Только он вступил в тесную улочку, внимание его привлек свет ацетиленовой лампы, пробивавшийся сквозь подвальное окно. Рассеянно глянув на освещенный проём, он увидел Глюкмана. Тот стоял у стола и выкладывал из корзины принесенную снедь, а человек, для которого он старался, сидел на табурете спиной к окну. Глюкман достал колбасу, бутылку пива, красный перец и хлеб. Незнакомец, чье лицо все еще было скрыто от портного, сказал что-то, и Глюкман, суетливо пошарив в корзине, выложил на скатерть сигару. Шоненбаум с трудом оторвался от лица друга: оно пугало. Глюкман улыбался. Его широко раскрытые глаза, горящий, остановившийся взгляд превращали торжествующую улыбку в оскал безумца. В этот момент сидящий повернул голову, и Шоненбаум узнал Шультце. Еще секунду он надеялся, что, может, не разглядел или ему померещилось: уж что-что, а физиономию этого изверга он никогда не забудет. Он припомнил, что после войны Шультце как сквозь землю провалился; кто говорил, будто он умер, кто утверждал, что он прячется в Южной Америке. И вот теперь он здесь, перед ним: коротко стриженные ежиком волосы, жирная, чванливая морда и глумливая улыбочка на губах. Не так было страшно, что это чудовище еще живо, как то, что с ним был Глюкман. По какой нелепой случайности он оказался рядом с тем, кто с наслаждением истязал его, кто в течение целого года, а то и больше упрямо вымещал на нем злобу? Какой потаенный механизм безумия вынуждал Глюкмана приходить сюда каждый вечер и кормить этого живодера, вместо того чтобы убить его или выдать полиции? Шоненбауму показалось, что он тоже теряет рассудок: все это было столь ужасно, что не укладывалось в голове. Он попробовал крикнуть, позвать на помощь, всполошить полицию, но сумел только разинуть рот и всплеснуть руками: голос не слушался его, – и портной остался стоять, где стоял, выпучив глаза и наблюдая, как недобитая жертва откупоривает пиво и наполняет стакан своему палачу. Должно быть, он простоял так, забывшись, довольно долго; дикая сцена, свидетелем которой он невольно стал, лишила его чувства реальности. Шоненбаум очнулся, когда рядом раздался приглушенный вскрик. В лунном свете он различил Глюкмана. Они смотрели друг на друга: один – с недоумением и негодованием, другой – с хитрой, почти жестокой улыбкой, победоносно сверкая безумными глазами. Неожиданно Шоненбаум услышал собственный голос и с трудом узнал его:

– Ведь он же пытал тебя каждый Божий день! Он тебя истязал! Рвал на части! И ты не выдал его полиции?.. Ты таскаешь ему еду?.. Как же так? Или это я из ума выжил?

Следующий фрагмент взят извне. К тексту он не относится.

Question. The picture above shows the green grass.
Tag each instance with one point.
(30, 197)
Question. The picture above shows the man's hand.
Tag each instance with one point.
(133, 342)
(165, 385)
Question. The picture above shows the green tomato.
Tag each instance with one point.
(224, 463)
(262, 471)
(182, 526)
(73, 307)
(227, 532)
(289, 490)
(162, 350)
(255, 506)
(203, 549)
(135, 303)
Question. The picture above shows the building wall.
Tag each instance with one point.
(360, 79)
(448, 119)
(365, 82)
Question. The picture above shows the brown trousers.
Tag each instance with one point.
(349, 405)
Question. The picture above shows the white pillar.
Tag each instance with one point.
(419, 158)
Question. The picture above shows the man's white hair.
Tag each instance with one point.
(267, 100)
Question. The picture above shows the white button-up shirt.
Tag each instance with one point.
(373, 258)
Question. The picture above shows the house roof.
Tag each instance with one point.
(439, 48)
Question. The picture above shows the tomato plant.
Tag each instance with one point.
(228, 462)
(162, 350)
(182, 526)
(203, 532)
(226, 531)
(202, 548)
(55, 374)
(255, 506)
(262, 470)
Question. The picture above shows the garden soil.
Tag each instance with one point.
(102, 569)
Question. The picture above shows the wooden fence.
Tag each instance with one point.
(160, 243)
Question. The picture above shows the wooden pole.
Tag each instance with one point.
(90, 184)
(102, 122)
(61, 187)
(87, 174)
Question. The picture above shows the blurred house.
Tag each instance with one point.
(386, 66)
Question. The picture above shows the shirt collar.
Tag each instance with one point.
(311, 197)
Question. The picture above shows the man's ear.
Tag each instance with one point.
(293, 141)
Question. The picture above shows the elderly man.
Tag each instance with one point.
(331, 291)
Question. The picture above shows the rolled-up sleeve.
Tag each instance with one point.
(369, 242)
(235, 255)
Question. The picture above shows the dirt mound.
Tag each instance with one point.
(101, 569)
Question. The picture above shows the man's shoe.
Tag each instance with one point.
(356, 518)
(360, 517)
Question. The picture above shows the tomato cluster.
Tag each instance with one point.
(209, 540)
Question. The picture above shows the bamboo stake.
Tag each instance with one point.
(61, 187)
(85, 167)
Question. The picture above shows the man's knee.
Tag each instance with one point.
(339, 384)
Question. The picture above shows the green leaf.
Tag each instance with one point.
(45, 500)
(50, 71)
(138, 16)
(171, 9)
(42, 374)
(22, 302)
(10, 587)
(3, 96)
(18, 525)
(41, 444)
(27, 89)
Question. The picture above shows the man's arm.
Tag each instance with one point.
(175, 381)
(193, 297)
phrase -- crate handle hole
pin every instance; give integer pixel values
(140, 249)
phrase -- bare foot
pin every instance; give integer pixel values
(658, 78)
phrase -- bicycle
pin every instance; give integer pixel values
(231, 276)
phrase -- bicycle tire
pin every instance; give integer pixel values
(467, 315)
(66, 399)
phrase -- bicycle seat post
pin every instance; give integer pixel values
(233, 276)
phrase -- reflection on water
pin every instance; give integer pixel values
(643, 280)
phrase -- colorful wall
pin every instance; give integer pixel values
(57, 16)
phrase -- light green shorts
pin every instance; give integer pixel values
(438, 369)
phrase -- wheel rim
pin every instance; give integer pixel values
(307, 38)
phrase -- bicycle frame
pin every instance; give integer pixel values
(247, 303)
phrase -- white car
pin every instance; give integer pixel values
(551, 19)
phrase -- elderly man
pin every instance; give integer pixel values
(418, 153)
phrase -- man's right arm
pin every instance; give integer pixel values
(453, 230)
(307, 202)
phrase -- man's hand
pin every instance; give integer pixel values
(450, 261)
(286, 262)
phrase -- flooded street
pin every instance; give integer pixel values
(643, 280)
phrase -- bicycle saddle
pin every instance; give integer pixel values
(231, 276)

Хитрая ухмылка резче обозначилась на губах Глюкмана, и словно из глубины веков прозвучал его голос, от которого у портного волосы зашевелились на голове и едва не остановилось сердце:

– Он обещал, что в следующий раз будет добрее.

Слава нашим доблестным первопроходцам

Аэродром Истгемптона, штат Коннектикут, украшали флаги государств свободного мира, и трудно было сдержать волнение, глядя, как победно они развеваются в небе: казалось, их наполняет гордость и ликование человеческого рода, вложившего в сегодняшнее событие всю душу. Лозунги парили на гигантских воздушных шарах, реяли на верхушках флагштоков, самолеты вычерчивали их в небесной лазури буквами из белого дыма – это были приветствия и воодушевляющие призывы – неподдельное выражение доверия и патриотического пыла – в них звучали всенародная поддержка и одобрение, адресованные первопроходцам новых рубежей человеческого существования. Больше всего лозунгов было вдоль Триумфальной аллеи и вокруг почетной трибуны, возведенной на безукоризненном пляже с белым песком. «Слава нашим доблестным первопроходцам!», «Вы – наша гордость!», «Вперед, к новым мирным завоеваниям!», «Мы пойдем следом за вами!», «Каждый наш шаг направляет наука!», «Изменим жизнь к лучшему!», «Нет предела могуществу человека!» – и, хотя было понятно, что это лишь официальная церемония, призванная сплотить народ и способствовать росту его энтузиазма в тот день, когда сыновья этого народа отправлялись навстречу неизвестным испытаниям, все же в эти нелегкие часы было приятно ощущать оптимизм и единодушную поддержку великой страны.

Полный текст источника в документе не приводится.